I need to spend some more time planning my studies for the next few months as I start my job but so far this is what I'm imagining:

Deeper dive into machine learning from a probabilistic perspective, specifically the book Machine Learning: A Probabilistic Perspective seems like a perfect next step as the sometime dense mathematical exposition feels approachable now. Some of it will be review, but a lot of it will be a natural follow up to my probability studies; I'll likely make this my primary roadmap instead of the second half of Wasserman.
Bring my practical skills to larger scale datasets: I'd like to be able to do all the things I'm now comfortable with in scikit-learn and notebooks in a distributed fashion. Part of this will be devops stuff like bringing up a cluster of machines hosting docker containers, using Spark, some of the deep learning frameworks (MxNet, tensorflow) etc, and another will be gaining comfort authoring custom transformation logic (e.g a preprocessing technique) that could work at scale.

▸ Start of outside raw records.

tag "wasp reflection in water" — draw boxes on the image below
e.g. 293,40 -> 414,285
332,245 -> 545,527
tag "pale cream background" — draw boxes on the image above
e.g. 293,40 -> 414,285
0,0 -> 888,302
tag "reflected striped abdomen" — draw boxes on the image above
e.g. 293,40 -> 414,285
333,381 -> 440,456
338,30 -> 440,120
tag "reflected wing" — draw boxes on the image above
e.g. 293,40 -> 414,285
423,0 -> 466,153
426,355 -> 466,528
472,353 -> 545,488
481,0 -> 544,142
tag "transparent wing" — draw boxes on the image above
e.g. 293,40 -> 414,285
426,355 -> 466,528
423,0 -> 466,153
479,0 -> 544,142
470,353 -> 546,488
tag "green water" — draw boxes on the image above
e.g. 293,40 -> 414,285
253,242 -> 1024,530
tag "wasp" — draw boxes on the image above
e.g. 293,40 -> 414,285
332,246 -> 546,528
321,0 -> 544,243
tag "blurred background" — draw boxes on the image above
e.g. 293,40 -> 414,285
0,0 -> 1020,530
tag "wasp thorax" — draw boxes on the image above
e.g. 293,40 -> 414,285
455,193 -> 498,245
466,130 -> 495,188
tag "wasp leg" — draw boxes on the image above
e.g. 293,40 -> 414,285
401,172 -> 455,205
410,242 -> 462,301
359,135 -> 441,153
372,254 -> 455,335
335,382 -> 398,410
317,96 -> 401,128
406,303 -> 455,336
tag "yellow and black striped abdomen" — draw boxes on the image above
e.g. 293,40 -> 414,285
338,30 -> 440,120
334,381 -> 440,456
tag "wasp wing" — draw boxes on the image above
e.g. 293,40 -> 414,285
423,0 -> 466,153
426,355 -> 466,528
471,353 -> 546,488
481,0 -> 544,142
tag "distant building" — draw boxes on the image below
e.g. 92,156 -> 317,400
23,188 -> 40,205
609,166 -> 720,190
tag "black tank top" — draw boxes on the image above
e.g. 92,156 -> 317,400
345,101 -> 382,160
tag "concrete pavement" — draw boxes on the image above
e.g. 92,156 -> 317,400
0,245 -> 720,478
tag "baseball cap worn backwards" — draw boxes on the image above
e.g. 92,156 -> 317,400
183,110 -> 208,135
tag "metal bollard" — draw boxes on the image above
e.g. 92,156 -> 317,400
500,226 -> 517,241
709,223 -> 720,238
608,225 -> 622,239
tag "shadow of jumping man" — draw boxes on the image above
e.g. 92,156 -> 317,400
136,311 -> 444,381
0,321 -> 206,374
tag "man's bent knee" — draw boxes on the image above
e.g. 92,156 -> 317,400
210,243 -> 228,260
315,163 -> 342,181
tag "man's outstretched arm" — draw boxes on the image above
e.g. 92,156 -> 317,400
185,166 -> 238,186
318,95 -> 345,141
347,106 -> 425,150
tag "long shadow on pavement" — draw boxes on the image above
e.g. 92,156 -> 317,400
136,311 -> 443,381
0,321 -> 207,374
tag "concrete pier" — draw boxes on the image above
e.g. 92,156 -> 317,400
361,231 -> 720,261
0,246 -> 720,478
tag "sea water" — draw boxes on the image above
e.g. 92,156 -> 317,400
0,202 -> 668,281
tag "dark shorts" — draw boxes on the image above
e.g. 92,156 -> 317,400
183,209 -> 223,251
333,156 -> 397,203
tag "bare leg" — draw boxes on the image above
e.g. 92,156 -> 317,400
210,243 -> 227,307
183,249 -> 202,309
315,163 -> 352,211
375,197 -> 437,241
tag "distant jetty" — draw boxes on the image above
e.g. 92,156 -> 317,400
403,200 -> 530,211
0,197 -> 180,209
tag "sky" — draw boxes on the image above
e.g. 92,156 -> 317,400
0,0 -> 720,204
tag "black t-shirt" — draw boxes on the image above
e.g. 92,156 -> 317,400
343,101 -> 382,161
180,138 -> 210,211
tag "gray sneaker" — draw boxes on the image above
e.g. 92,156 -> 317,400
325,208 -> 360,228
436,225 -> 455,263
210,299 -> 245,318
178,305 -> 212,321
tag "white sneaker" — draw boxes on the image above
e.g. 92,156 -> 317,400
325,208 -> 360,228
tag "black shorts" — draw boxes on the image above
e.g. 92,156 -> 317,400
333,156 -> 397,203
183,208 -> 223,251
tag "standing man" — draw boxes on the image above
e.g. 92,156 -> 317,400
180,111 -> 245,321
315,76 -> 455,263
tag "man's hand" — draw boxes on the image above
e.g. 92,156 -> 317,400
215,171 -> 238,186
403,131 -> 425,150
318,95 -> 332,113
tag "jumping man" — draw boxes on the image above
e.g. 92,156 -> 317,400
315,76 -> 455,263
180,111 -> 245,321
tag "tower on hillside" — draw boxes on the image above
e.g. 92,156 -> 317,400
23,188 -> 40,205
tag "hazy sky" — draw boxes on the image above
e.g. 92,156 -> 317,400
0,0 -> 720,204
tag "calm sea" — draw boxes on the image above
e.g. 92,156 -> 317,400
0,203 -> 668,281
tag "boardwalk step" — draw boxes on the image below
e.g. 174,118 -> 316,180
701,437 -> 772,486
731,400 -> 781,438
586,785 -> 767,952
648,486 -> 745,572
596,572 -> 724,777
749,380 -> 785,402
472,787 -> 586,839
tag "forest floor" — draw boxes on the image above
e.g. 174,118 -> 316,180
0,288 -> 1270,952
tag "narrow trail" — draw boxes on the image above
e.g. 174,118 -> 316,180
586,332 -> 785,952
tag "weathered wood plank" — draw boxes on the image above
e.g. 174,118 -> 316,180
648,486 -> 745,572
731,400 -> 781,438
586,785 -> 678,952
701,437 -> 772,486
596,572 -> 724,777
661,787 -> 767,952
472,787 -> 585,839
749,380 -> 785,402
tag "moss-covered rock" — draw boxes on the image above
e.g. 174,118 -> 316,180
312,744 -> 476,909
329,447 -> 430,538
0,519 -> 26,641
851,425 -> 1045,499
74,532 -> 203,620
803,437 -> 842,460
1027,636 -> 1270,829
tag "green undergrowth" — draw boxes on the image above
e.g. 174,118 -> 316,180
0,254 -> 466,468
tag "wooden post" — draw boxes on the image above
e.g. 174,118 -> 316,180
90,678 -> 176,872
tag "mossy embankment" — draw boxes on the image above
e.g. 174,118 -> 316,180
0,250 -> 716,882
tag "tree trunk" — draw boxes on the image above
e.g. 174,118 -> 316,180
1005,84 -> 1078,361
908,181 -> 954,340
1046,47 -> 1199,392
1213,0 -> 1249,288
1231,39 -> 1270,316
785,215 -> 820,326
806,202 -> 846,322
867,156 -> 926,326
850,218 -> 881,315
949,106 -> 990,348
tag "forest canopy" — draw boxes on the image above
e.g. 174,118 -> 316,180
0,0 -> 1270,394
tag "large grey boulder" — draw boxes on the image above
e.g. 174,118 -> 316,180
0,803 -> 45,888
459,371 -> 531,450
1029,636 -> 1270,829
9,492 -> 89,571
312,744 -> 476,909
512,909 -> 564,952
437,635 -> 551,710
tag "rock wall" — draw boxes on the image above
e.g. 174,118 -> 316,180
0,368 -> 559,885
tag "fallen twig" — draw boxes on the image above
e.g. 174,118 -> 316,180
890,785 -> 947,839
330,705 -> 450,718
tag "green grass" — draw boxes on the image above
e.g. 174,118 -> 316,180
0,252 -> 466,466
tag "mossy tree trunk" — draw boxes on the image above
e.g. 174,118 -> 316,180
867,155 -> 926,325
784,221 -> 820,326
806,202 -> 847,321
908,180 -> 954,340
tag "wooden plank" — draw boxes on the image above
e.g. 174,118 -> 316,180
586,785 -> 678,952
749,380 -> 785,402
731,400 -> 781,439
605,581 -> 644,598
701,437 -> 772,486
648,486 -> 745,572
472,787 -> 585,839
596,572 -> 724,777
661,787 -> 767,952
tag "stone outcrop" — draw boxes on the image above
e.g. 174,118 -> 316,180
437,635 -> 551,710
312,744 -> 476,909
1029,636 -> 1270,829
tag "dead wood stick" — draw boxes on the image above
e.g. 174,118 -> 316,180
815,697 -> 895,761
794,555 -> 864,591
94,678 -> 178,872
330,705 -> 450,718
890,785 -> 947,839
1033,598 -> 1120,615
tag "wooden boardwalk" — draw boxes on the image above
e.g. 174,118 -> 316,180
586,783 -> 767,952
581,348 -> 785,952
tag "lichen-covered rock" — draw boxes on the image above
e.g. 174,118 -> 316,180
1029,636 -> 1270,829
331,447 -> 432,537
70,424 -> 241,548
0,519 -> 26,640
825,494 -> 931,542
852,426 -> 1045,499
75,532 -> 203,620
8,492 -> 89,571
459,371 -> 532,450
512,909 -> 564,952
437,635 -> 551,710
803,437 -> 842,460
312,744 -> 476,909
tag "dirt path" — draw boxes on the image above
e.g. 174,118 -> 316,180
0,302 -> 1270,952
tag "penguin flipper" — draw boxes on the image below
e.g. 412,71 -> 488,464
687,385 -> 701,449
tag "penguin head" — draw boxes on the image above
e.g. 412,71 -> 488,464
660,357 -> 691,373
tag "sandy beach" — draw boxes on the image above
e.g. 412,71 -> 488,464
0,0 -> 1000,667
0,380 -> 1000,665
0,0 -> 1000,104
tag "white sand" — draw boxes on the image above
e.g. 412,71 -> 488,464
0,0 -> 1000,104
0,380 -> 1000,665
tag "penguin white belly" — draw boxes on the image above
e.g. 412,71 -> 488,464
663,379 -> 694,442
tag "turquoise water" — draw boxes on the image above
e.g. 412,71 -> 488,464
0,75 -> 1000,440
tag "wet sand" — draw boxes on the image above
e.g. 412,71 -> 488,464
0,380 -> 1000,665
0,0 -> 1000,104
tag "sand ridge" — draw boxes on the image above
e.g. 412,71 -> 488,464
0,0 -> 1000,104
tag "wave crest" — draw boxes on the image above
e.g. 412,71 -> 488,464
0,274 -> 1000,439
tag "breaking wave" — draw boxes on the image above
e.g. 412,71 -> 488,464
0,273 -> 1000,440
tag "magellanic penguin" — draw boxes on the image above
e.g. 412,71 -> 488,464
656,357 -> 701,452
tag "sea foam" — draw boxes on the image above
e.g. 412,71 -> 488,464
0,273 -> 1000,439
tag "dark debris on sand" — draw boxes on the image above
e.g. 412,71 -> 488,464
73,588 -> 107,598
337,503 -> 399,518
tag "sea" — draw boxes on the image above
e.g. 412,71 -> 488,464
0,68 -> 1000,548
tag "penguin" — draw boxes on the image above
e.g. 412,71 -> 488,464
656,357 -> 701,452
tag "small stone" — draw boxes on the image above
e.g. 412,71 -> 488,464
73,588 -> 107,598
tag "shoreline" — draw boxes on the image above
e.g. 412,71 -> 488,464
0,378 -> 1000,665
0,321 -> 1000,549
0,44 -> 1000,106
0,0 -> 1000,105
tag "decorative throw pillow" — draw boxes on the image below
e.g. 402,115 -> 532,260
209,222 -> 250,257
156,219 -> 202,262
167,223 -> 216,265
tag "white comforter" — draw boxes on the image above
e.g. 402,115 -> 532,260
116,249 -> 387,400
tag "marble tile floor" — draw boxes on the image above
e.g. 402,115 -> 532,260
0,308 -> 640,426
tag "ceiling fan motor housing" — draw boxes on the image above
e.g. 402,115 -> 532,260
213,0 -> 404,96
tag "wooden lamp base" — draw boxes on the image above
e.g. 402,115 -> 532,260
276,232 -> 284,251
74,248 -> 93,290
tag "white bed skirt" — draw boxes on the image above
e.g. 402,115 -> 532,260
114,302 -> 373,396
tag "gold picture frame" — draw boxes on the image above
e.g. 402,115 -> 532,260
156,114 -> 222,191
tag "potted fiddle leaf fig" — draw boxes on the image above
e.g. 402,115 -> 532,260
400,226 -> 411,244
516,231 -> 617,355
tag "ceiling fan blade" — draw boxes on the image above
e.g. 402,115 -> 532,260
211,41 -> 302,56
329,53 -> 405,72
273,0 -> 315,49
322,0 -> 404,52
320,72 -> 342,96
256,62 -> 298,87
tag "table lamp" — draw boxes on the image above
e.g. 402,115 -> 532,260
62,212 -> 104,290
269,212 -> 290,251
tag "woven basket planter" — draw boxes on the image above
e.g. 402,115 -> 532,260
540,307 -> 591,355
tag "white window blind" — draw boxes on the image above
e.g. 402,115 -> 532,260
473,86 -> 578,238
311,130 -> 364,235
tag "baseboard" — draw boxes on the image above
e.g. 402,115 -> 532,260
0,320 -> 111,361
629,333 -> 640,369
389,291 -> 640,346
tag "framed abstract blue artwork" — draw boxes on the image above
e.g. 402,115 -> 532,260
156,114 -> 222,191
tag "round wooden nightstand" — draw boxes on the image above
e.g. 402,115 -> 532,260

Continued study of some math fundamentals. I mentioned real analysis as one topic. I also might work my way through Thinking Mathematically
Specific study of deep learning. Surprisingly, I hardly touched deep learning during the past few months. Being the hottest most advanced technique out there it was quite tempting to dive in, but I felt it was smarter to start with the fundamentals. But now's the time to really get into it. I already understand how a multi-layer perceptron could be plugged into my usual supervised learning evaluation playbook, but I have a lot to learn about convolutional networks, recurrent networks, how deep learning can automatically learn features and other topics specific to computer vision. Thankfully all of this will be required by my new job.

I also am bursting with ideas and would like to keep playing with datasets, and chipping away at my csv -> notebook automatic data science starter kit side-project, but we'll see.